Je lève le regard pour voir Kaysan, descendant des escaliers. Bien-sûr, tout le monde doit être au courant, maintenant...

- Fuir ne sert à rien avec Caleb, je peux te le garantir. Me dit-il.

Et je vois Caleb sourire face à sa remarque.

- Je te la laisse, j'ai du travail à faire. Dit Caleb en partant.

Kaysan hoche la tête puis se tourne vers moi.

- Tu as de la chance qu'il soit de bonne humeur. Me dit-il.

Je soupire. Peut-être. Peut-être que j'ai évité le pire. Je pars m'asseoir sur le canapé et Kaysan me suit.

- Tu vas mieux ? Lui demandais-je.

Il hoche la tête.

- Je n'ai ressentis qu'une petite douleur sur le moment, et c'est passé. Répond-il.

Il ne rigolait pas quand il disait avoir l'habitude... je ne me suis jamais pris de balles, mais c'est inhumain de ne sentir aucune douleur. C'est littéralement un bout de fer qui déchire la peau.

- Enfin, toi, pourquoi tu as fuis ? Me demande-t-il.

- ... Hier, Caleb a tué quelqu'un devant mes yeux. Lui expliquais-je.

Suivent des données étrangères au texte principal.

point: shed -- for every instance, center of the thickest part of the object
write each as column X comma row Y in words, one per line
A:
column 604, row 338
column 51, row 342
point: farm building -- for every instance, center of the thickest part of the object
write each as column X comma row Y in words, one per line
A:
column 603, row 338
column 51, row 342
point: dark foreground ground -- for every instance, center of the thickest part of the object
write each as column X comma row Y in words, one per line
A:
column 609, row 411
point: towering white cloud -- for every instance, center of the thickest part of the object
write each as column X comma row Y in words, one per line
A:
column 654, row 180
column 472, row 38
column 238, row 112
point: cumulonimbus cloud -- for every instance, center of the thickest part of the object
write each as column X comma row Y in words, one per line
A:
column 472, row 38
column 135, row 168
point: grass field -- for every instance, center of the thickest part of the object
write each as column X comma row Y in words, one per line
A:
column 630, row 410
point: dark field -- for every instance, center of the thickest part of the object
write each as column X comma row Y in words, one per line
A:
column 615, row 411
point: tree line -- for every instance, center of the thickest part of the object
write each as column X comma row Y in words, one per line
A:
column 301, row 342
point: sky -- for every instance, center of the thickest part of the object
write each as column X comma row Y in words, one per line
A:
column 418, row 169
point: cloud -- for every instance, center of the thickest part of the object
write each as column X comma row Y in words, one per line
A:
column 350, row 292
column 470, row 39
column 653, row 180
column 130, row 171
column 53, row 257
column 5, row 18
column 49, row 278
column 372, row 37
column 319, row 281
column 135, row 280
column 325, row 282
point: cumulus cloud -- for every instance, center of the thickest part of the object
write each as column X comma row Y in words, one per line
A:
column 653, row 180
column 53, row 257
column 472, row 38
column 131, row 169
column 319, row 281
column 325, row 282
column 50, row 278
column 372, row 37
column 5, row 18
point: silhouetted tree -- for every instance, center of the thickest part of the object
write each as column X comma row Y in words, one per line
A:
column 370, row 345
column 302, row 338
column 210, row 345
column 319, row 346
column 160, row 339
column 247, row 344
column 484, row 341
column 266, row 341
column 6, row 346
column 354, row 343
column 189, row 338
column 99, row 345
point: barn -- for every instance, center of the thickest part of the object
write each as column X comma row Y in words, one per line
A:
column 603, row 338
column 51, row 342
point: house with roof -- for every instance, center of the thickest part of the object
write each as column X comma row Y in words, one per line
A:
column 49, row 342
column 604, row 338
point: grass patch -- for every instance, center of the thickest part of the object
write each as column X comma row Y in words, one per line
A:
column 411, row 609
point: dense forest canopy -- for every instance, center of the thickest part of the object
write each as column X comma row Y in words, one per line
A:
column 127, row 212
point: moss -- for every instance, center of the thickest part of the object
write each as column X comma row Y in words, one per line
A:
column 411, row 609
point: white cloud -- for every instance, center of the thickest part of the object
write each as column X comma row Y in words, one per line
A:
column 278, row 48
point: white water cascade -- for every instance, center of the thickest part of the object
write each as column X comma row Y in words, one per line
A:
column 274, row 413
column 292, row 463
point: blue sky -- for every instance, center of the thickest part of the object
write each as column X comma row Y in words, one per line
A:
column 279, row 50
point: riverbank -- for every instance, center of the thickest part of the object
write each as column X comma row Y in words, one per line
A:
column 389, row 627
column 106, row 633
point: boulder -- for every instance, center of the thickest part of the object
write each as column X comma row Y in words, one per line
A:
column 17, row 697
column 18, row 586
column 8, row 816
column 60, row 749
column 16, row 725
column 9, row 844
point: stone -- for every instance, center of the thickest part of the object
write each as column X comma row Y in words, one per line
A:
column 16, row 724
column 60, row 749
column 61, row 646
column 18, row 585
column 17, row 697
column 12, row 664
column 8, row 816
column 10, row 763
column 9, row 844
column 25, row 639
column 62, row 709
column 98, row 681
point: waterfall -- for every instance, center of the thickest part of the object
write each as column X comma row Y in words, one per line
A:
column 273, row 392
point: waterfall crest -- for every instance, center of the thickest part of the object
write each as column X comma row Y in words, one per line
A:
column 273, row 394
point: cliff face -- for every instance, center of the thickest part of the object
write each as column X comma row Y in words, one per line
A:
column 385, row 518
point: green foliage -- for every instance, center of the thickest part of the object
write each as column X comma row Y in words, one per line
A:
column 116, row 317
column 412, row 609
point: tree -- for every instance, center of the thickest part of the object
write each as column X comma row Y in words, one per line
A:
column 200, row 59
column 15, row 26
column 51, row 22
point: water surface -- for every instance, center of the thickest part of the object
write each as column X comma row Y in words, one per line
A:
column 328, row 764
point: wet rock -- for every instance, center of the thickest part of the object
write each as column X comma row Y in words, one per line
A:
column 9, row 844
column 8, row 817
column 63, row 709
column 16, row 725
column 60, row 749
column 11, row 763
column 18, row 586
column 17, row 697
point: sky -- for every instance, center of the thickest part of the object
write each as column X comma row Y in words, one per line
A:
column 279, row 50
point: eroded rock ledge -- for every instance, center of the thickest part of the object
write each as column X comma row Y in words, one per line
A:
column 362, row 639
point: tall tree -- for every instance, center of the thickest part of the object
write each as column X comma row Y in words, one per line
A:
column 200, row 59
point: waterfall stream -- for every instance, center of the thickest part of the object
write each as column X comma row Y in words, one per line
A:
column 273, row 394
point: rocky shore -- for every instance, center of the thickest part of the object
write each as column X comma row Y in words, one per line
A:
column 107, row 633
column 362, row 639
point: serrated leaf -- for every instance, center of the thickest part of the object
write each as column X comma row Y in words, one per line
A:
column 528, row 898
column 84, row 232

Et... je ne peux simplement pas faire partie de votre monde. Je ne veux pas croire que tuer quelqu'un est normal.

- C'est la règle, Syra. Tuer ou être tué. Me dit-il. Et tu sais ? L'homme d'hier est mort pour une raison. Lui et son chef voulait te vendre. Et crois-moi, être vendu à ces hommes est pire que de voir quelqu'un mourir.

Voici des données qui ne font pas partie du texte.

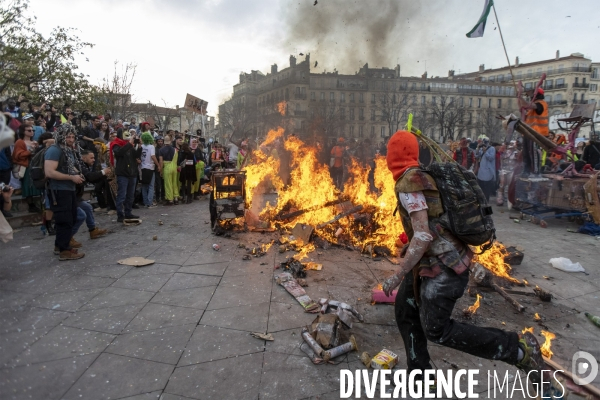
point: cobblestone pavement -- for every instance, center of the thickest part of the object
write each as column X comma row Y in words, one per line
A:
column 179, row 329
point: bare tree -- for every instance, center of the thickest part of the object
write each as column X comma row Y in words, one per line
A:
column 116, row 91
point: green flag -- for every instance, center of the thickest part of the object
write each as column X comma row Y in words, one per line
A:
column 477, row 31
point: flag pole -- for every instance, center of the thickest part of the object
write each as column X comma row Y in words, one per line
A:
column 504, row 46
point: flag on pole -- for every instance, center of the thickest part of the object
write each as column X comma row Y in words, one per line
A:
column 477, row 31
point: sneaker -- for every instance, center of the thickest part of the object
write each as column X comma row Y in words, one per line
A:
column 96, row 233
column 532, row 358
column 70, row 255
column 74, row 243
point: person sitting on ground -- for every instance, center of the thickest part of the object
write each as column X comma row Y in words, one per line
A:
column 62, row 167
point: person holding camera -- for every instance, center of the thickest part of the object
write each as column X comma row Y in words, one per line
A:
column 125, row 155
column 62, row 167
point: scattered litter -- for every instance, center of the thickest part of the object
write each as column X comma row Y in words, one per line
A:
column 136, row 261
column 385, row 359
column 564, row 264
column 595, row 320
column 286, row 280
column 263, row 336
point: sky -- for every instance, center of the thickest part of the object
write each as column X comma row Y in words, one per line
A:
column 201, row 46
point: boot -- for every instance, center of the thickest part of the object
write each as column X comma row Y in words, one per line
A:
column 50, row 228
column 70, row 255
column 97, row 232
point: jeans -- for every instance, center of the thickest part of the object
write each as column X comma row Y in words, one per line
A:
column 89, row 214
column 148, row 192
column 431, row 320
column 65, row 216
column 125, row 194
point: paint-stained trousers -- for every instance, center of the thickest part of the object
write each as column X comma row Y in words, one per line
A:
column 431, row 320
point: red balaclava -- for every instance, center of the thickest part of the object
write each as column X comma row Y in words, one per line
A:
column 403, row 153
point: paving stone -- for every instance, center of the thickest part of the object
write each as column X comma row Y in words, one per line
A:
column 150, row 283
column 65, row 301
column 193, row 297
column 153, row 269
column 161, row 345
column 252, row 318
column 237, row 377
column 287, row 316
column 109, row 271
column 109, row 320
column 187, row 281
column 155, row 316
column 28, row 318
column 216, row 269
column 48, row 381
column 82, row 282
column 113, row 377
column 64, row 342
column 294, row 377
column 209, row 343
column 226, row 296
column 115, row 296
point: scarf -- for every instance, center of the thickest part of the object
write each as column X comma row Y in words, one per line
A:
column 72, row 154
column 116, row 142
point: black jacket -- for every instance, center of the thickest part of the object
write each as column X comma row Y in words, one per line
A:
column 126, row 160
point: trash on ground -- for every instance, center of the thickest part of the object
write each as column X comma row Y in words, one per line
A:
column 564, row 264
column 290, row 284
column 136, row 261
column 263, row 336
column 385, row 359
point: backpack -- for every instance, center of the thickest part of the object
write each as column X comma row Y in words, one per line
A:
column 36, row 168
column 466, row 212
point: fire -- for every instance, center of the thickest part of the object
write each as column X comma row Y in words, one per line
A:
column 310, row 187
column 545, row 348
column 472, row 309
column 493, row 259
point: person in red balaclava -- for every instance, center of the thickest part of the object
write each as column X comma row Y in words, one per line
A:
column 433, row 274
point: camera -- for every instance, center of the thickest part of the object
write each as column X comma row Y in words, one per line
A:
column 4, row 187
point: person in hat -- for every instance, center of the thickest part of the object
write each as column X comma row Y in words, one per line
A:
column 434, row 273
column 168, row 157
column 336, row 163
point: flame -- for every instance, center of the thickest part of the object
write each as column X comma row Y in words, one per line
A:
column 310, row 187
column 472, row 309
column 545, row 348
column 493, row 259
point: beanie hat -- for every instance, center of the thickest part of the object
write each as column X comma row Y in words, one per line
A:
column 403, row 153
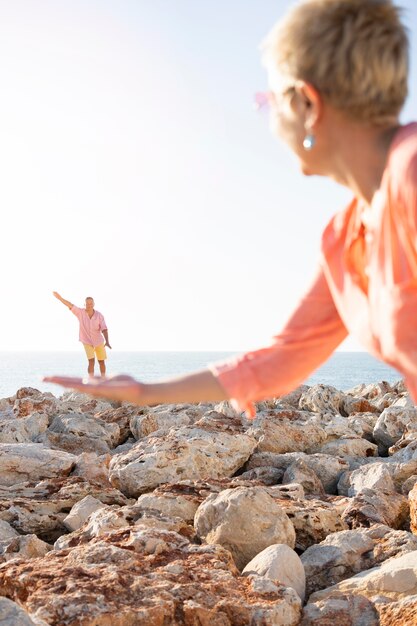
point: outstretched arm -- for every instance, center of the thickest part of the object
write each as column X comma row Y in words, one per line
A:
column 61, row 299
column 191, row 388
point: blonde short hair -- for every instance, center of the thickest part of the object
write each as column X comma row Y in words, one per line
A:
column 355, row 52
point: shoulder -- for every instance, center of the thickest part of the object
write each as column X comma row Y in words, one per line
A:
column 402, row 163
column 340, row 225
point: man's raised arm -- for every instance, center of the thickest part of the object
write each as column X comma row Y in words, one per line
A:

Je le regarde avec un semblant de surprise et de dégoût. Cette histoire n'est peut-être pas vraie, mais savoir qu'elle est vraie pour d'autres femmes me donne envie de vomir.

- J'aurais été... vendue ? Dis-je d'une petite voix.

Il hoche la tête. Je tourne ma tête vers le côté. Je me demande si Caleb vend des gens, lui aussi. Est-ce qu'il est dans le trafic d'être humain ? Il m'a peut-être "sauvé" de ça, mais est-ce que ça veut vraiment dire qu'il nest pas dans ce trafic ? Mais je préfère ne pas savoir, parce que si c'est le cas, je ne pourrais plus jamais le regarder dans les yeux.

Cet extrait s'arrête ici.